Здесь же мне приходилось каждый день отправляться на рыбную ловлю, и мы часто оставляли половину улова себе, ибо здешние женщины выращивали мало овощей и то количество еды, которое они приносили на обмен, было чересчур скудным. О фруктах нечего было и мечтать. Я, разумеется, мог бы и сам пожарить рыбу или даже приготовить рыбные лепешки с той мукой из грубых зерен, которые женщины мололи вручную, но для здешнего мужчины самостоятельно готовить еду означало вывернуть наизнанку все общественные устои, а меня в таком случае и вовсе тут же сочли бы изгоем. Так что мы с Дородом ели рыбу сырой, как и во время моего плавания с Аммедой, только у нас не было приправы из дикого хрена, чтобы хоть немного скрасить это поднадоевшее блюдо. На птиц здесь никто не охотился; дикие гуси, утки, лебеди и цапли в этой деревне находились под запретом и считались существами священными, Хасса. Маленькие пресноводные улитки, весьма нежные на вкус, которых там было очень много, могли бы несколько разнообразить нашу диету, однако эти улитки время от времени, причем совершенно непредсказуемо, становились ядовитыми. Дород запрещал мне их есть и никогда не ел их сам.

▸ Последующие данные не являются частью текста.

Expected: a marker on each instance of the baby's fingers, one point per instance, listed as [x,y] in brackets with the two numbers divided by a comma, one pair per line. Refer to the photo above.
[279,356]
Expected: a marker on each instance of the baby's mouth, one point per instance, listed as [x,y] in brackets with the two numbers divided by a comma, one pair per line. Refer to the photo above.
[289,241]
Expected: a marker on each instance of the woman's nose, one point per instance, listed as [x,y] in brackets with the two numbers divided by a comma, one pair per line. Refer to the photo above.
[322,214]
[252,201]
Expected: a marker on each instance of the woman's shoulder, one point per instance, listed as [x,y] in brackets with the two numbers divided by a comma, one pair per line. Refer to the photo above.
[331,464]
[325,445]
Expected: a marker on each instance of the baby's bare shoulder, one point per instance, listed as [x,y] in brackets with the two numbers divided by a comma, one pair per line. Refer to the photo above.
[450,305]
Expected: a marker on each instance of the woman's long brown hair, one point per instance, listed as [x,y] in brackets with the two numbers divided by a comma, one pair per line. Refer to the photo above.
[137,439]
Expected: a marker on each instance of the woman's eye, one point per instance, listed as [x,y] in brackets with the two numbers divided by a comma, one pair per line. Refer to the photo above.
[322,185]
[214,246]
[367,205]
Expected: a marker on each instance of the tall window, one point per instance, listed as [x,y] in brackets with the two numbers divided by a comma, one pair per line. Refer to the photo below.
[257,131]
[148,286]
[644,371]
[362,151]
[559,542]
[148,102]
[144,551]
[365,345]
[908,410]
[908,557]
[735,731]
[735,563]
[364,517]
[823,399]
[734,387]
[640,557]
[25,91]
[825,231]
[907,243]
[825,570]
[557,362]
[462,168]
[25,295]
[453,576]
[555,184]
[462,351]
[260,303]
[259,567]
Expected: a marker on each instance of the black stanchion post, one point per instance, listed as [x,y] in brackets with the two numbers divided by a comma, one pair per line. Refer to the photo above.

Темек рассказал мне, что предыдущий ученик Дорода, совсем еще мальчишка, три года назад умер, как раз отравившись этими улитками.
Наши отношения с Дородом, надо сказать, не заладились. По природе я совсем не бунтарь, к тому же мне очень хотелось научиться тому, что он мне обещал: понимать свой дар и управлять им. Но пока что я научился лишь гораздо осторожнее и строже относиться к собственной доверчивости. А Дород между тем требовал от меня абсолютного доверия. Он постоянно мною командовал и вообще вел себя как самый настоящий деспот, ожидая от меня молчаливой покорности. Я же, прежде чем что-то сделать, требовал объяснить, зачем это нужно. Он отвечать отказывался. Ну а я отказывался подчиняться.
Так продолжалось примерно с полмесяца. Однажды утром он велел мне целый день стоять на коленях в хижине, закрыв глаза и повторяя слово «эрру». Два дня назад я уже стоял так и сказал ему, что мои колени еще не успели зажить с прошлого раза и трещины на них причиняют мне сильную боль. Он разозлился, заявил, что я должен делать то, что он мне велит, и ушел.
Я понял, что с меня довольно, и решил пешком по берегу вернуться в деревню Восточное Озеро.
Дород, заметив, что я закатываю свои пожитки в старое коричневое одеяло, которое кошка Прют успела здорово разодрать когтями, поскольку очень любила устроиться на моем одеяле и всласть поспать, с некоторой тревогой воскликнул:
– Гэвир, ты не можешь от меня уйти!
– А зачем мне у тебя оставаться, – ответил я, – если ты ничему меня не учишь?
– У каждого провидца должен быть проводник. Именно он истолковывает таинственные видения провидца, это его тяжкое бремя и святая обязанность.
Он часто употреблял подобные выражения и, надо сказать, делал это весьма авторитетно; по-моему, он действительно верил в свою «святую обязанность».
– Но ведь и провидцу нужно понимать, что и зачем он делает, – возразил я. – Во всяком случае, мне это совершенно необходимо. А ты требуешь от меня слепого послушания. С какой стати ясновидцу быть слепым?